An example: This 'standard' came from a school district set of guidelines for conducting observations: "Establishes and maintains an orderly and supportive environment for students", and is, in one form or another, common in standards.
I just cannot see how a checklist or scale is helpful, let alone accurate, as a record of what happened in the class. If the observer checks 'observed', does that mean the class was at one point orderly and supportive? Alternatively, does it mean that when things started to get disorderly, the teacher responded and brought the class back in focus? On the other hand, since the phrase 'supportive environment' is also included, does that 'observed' indicate that the teacher made positive, encouraging statements? To all the students? Could the observer be satisfied with student work being posted on the walls, and a 'student of the week' bulletin board being present -- that is certainly supportive?
In addition, if the class was orderly some of the time and not others, and the observer checks ‘not observed’, would not the teacher respond with “Are you saying my class was never orderly Or that I was never supportive? Or both?"
Observed/ not observed does not work.
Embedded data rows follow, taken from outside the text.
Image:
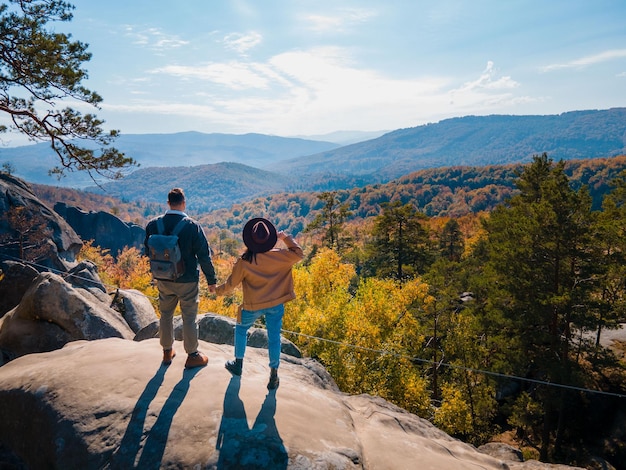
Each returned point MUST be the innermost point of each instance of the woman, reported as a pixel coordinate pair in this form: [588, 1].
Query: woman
[264, 273]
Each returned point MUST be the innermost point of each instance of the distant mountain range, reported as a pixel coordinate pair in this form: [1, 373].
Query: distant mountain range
[32, 162]
[474, 141]
[222, 169]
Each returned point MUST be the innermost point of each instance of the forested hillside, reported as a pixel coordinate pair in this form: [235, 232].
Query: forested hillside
[473, 141]
[32, 162]
[491, 333]
[451, 191]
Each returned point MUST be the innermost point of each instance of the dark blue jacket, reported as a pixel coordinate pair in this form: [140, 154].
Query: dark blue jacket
[194, 246]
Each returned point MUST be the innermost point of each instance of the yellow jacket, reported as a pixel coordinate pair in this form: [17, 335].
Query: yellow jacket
[266, 282]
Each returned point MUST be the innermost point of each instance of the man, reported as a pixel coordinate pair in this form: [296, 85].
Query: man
[194, 250]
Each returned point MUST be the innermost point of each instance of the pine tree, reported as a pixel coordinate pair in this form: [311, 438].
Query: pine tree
[39, 68]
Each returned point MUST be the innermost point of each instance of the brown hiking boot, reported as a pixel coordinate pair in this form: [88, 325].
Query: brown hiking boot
[274, 380]
[168, 355]
[234, 367]
[196, 359]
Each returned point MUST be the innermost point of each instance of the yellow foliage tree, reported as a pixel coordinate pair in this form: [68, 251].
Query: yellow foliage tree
[365, 339]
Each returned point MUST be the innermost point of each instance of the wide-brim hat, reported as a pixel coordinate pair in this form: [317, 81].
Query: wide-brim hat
[259, 235]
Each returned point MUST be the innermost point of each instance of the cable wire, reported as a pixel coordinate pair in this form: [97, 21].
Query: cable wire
[377, 351]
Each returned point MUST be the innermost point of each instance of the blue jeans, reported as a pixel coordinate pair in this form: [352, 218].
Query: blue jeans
[273, 322]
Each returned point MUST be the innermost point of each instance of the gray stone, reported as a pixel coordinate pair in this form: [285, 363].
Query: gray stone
[110, 404]
[64, 243]
[53, 313]
[15, 279]
[106, 230]
[135, 307]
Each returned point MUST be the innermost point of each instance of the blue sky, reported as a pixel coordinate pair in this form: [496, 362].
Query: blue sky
[304, 67]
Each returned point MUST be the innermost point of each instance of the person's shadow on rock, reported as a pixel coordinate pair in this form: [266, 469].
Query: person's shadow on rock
[125, 455]
[156, 440]
[260, 447]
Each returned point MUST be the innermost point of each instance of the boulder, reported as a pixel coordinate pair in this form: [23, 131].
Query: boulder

It does not convey any helpful information and will lead to conflict between the observer and observee.
So what about a scale? Scales are typically designed to be either a 1 to 5 (poor to great) or a rubric of 'unsatisfactory, basic, emerging, competent, distinguished' type. Some of them will have descriptors for each of the levels, the worst being the range from 'did not observe/ observed some of the time/ observed most of the time/ observed all of the time'. These descriptors are worthless as they are nearly impossible to mark in a way that conveys what happened. For example, if the class were orderly for the first 3 minutes and then in chaos the rest of the time, the orderly standard would actually be met 'some of the time'. Actually, if the class were orderly up to 49% of the time, the same checkbox would apply; and if things were orderly 51% to 99% of the time, it would be 'most of the time'.
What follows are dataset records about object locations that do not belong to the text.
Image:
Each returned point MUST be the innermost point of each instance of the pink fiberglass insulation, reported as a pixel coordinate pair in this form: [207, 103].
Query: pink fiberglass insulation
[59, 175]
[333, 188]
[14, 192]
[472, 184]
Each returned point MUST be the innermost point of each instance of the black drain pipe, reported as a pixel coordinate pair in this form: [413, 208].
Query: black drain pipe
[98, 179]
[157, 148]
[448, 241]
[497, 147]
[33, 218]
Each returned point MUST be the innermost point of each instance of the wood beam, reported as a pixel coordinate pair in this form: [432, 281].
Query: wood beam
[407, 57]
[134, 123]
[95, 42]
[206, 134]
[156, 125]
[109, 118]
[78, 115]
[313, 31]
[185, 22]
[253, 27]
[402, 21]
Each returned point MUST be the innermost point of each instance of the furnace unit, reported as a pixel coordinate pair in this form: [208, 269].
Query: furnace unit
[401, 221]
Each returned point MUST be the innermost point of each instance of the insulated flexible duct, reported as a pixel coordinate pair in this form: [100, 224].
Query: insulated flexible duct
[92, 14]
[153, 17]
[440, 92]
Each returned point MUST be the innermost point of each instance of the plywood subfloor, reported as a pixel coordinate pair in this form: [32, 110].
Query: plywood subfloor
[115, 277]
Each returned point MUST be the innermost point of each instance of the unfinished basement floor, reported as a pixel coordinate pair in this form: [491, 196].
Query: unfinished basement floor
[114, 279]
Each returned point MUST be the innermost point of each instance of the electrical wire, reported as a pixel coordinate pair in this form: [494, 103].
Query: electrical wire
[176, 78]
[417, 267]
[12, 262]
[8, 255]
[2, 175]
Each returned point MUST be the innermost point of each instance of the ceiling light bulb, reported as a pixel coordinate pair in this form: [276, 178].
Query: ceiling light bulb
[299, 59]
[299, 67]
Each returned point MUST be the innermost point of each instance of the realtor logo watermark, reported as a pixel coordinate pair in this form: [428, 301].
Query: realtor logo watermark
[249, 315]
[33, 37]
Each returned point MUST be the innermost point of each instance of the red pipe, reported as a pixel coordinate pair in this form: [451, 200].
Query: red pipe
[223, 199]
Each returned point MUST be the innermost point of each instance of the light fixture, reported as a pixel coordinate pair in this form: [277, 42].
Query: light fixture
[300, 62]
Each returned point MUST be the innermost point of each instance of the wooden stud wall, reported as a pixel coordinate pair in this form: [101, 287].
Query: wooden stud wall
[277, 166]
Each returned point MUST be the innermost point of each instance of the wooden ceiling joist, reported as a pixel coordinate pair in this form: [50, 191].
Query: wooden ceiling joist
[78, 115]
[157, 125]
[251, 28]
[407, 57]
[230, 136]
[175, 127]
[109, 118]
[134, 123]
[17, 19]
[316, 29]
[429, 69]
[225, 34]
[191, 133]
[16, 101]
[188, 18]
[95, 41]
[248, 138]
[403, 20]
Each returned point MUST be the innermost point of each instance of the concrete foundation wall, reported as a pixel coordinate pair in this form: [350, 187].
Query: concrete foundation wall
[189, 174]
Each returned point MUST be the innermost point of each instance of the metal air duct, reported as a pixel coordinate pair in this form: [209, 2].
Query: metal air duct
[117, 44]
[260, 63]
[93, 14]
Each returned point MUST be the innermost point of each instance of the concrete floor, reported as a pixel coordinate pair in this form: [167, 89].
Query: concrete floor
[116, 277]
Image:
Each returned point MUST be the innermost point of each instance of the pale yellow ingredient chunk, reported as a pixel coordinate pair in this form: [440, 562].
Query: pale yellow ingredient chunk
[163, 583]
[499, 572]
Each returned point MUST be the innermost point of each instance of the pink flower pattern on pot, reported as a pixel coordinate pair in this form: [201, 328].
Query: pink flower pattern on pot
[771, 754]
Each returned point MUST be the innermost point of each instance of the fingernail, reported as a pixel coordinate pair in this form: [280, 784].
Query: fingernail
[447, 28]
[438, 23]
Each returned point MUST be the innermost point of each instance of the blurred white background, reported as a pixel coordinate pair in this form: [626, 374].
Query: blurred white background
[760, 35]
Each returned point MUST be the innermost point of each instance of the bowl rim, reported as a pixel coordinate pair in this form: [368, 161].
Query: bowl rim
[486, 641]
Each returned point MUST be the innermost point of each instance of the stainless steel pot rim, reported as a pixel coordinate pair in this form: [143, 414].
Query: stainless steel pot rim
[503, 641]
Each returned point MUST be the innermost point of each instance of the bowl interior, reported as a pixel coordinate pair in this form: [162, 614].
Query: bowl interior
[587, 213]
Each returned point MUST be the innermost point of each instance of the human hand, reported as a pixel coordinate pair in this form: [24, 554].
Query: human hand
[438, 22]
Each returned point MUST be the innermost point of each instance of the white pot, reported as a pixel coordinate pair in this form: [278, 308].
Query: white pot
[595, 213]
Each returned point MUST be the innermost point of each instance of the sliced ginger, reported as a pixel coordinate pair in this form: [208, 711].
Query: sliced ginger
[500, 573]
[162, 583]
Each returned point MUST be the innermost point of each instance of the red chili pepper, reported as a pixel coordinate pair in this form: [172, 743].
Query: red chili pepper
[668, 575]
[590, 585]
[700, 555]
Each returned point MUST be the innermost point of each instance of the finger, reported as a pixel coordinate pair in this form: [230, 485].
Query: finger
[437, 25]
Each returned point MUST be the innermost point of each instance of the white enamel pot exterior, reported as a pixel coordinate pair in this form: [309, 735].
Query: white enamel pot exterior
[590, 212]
There are other descriptors or indicators for each of the levels that seem more specific. For example, Charlotte Danielson in her Framework for Teaching has a standard for Management of Instructional Groups with a proficient level of competence described as "Tasks for group work are organized, and groups are managed so most students are engaged at all times." In the many districts that use some variation of Danielson's work as their standards, the observer would be asked to judge if the teacher was at this level during the current observation.
Skip the fact that there are two behaviors in this indicator - organizing tasks and managing groups - which also confuses the issue, and just look at the act of making that determination of worth based on the second behavior. When you watch a typical classroom, the complexity in deciding if 'most' (is that 51% or is it really a higher target than that?) 'are engaged' (physically or mentally? engaged in low level or high level work?) 'at all times' (what would be the determination if the full class went off task for 3 minutes?), has such wide variation across classrooms and observers that the validity is suspect.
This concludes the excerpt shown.